I never expected to live to hear the Bank of England described in the House of Commons as a useless institution. In Mr. Healy's opinion, "The Old Lady of Threadneedle Street," like the other who lived in a shoe, has too many children, and her attempt to get 190 of them exempted from military service moved him in a moment of "vituperative irrelevance," as Mr. Pringle subsequently described it, to say the rudest things about her financial capacity.

Wednesday, March 1st.—Sir Owen Phillips, once Liberal Member for Pembroke, returned to the House to-day as Unionist Member for Chester. To signalise the capture of so gigantic a prize—he is 6ft. 6in. in his stockinged feet—Lord Edmund Talbot and Sir G. Younger, Unionist Whips, conducted him to the Table; and as they are both of moderate height the procession gave the effect of a Mauretania going to her moorings in charge of a couple of tugs.

When Dr. Macnamara moved a Supplementary Estimate of £10 for the Navy, I was reminded of Praed's lines "On seeing the Speaker asleep in his chair":—

"Hume, no doubt, will be taking the sense Of the House on a saving of thirteen pence."

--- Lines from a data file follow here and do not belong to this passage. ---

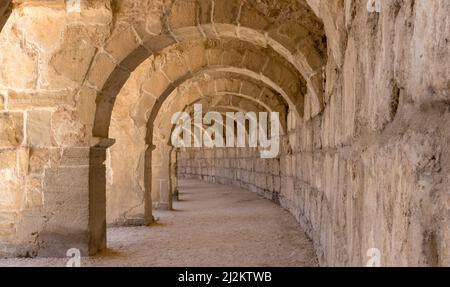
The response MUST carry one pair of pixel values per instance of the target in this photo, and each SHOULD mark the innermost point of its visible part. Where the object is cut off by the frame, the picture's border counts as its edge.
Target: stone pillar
(161, 184)
(148, 206)
(173, 175)
(75, 202)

But there were differences. The £10 was not an ordinary "ten-pun' note" but was a "token" representing something like four and a half millions received by the Fleet for services rendered to Foreign Powers and others; and Mr. Whitley, who was in the Chair, too so far from being asleep, was intensely wide-awake. Members who sought to discuss Naval policy generally were promptly pulled up, and the Secretary of the Admiralty, when in his third or fourth attempt to explain the Vote he remarked hypothetically, "Suppose we were to sell a battleship——" was himself called to order, Mr. Whitley evidently regarding such a reduction of the Fleet as unpatriotic even in imagination.

A vote for £37,000 to extend the British Consulate buildings at Cairo united both sides of the House in criticism. Mr. Ashley thought what was good enough for Lord Cromer should be good enough for his successor. Mr. Hogge, by a somewhat obscure process of reasoning, now understood why the Germans were so anxious to get to Egypt. In vain Mr. Lewis Harcourt, usually so persuasive, explained that they were now buying for £3 10s. a metre land for which the owner wanted £12 a metre not long ago. Sir F. Banbury, shaking his pince-nez at the Treasury Bench, retorted that he might ask £5 for this pair of glasses, for which he had paid half-a-crown (more war economy), but he would not expect to get it.

A vote for £50,000, to complete the purchase of the estate of Colonel Hall-Walker, who has presented his racing stud to the Government, evoked some opposition and much facetiousness. Mr. Acland, who proposed it, did not help his case by remarking that personally he regarded racing as a low form of sport. The fact that some of the horses have been leased by the War Department to Lord Lonsdale for racing purposes "on sharing terms" caused Mr. McNeill to inquire whether Mr. Tennant would act as the Ministerial tipster; and Mr. Hogge, who displayed a knowledge of racing which will, I fear, shock the unco' guid of East Edinburgh, thought it ridiculous that Ministers should preach economy in the City and start a racing stud at Westminster.